Oggi però abbiamo per fortuna delle gallerie d’arte che danno la possibilità ai posteri di quelli che furono grandi artisti, di poter usufruire di quest’arte non solo di fruirla come fossimo in un museo. Come per la vendita di quadri dell’800 che sicuramente non è soggetta al diritto di seguito.

Per chi si approccia a questo acquisto per la prima volta è bene ricordare che il diritto di seguito è per la nostra giurisprudenza, il diritto che spetta all’autore e ai suoi eredi, sulle opere artistiche e sui manoscritti. Ciò fino al settantesimo anno dalla morte dell’autore e riguarda appunto la possibilità di riscuotere una percentuale sul prezzo di tutte le vendite dell’oggetto in questione.
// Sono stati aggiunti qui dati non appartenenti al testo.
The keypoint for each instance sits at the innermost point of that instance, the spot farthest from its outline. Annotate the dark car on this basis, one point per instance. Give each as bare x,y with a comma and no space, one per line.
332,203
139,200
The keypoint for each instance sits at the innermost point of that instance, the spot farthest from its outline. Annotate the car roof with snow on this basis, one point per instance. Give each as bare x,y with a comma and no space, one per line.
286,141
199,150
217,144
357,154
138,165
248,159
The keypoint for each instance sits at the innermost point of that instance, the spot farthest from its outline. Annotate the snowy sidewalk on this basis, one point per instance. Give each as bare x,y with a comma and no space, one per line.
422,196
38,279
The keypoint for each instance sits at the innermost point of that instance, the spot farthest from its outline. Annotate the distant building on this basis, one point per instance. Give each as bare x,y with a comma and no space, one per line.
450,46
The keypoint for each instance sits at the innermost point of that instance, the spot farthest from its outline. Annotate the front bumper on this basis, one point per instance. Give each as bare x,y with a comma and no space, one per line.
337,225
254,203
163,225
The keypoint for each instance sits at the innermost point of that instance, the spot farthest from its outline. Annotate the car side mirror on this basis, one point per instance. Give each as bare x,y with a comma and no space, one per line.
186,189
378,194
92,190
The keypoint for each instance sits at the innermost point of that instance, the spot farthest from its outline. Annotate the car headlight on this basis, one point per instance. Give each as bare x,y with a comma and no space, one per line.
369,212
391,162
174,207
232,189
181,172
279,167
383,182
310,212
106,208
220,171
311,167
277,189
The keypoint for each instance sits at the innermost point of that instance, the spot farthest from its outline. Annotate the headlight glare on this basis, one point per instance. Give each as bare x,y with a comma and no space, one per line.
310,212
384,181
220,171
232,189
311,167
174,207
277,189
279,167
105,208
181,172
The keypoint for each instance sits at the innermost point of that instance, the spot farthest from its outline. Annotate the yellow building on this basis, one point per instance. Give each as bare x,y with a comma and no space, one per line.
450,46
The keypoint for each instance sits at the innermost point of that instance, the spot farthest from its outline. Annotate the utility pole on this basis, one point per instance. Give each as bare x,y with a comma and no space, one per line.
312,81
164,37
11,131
È bene ricordare quindi quali sono invece le opere che sono soggette al diritto di seguito, in tutte quelle vendite che vedono come oggetto gli originali sia chiaro. Come i quadri, le incisioni, le stampe ma anche le litografie, le sculture, gli arazzi e le ceramiche così come le fotografie e le opere d’arte. Inoltre pare che se esse siano copie di opere d’arte, prodotte dallo stesso autore e quindi comunque originali, devono essere numerate e sempre firmate dall’autore perchè siano sotto la giurisprudenza del diritto di seguito. Per gli eredi è bene sapere quando una vendita di un opera è soggetta al diritto di seguito.
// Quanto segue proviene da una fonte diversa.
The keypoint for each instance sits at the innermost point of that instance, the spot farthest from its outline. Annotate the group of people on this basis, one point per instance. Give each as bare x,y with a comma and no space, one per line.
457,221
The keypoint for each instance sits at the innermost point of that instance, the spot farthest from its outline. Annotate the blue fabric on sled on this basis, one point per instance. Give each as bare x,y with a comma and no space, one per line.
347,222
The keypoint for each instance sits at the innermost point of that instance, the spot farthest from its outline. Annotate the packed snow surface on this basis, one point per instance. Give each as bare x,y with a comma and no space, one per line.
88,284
La prima vendita che in teoria è sempre quella del’autore, ovviamente e che quindi è fine a se stessa. Questa norma riguarda quindi tutte le vendite effettuate dopo la prima dell’autore. Queste vendite successive comportanto generalmente anche l’intervento di esperti, come una figura professionista nel mercato dell’arte ad esempio il venditore o anche il banditore. Inoltre sempre secondo la legge, devono passare almeno tre anni dalla prima vendita dell’autore. Anche il prezzo dell’opera è un elemento che lascia fuori o che fa entrare il merito del diritto di seguito. Deve questo, essere superiore o pari alla cifra di euro 3.000,00.
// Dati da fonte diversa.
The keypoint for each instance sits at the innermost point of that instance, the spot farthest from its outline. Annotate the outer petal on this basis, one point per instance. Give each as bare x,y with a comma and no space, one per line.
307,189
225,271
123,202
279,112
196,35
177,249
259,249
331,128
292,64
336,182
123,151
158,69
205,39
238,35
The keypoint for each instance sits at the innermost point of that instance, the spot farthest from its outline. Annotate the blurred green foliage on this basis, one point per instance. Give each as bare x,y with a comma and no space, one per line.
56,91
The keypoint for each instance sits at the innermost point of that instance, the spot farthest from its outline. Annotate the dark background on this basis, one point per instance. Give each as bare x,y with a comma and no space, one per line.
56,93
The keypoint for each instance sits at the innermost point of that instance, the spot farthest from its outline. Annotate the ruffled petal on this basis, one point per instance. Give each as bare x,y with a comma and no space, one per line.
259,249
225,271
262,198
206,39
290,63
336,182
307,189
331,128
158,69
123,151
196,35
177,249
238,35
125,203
Viene di conseguenza che la dove non è richiesta la presenza di un professionista del mercato di opere d’arte, o qualora l’opera sia stata acquistata direttamente dall’autore e al di sotto dei € 3.000,00 sono ovviamente esentati dall’obbligo di versamento del diritto di seguito. Quindi detto ciò è bene conservare sempre tutte le tracce degli spostamenti dell’opera, in nostro possesso. Esibendo così la fattura di acquisto o qualsiasi tipo di ricevuta, tutti gli interessati potranno così dimostrare se i tre anni dall’acquisto sono decorsi oppure no, in modo da meglio comprendere se è il caso o no di pagare il diritto di seguito. Se poi ci si trova nei tre anni dal primo acquisto, in questo caso il limite di prezzo è di euro 10.000,00.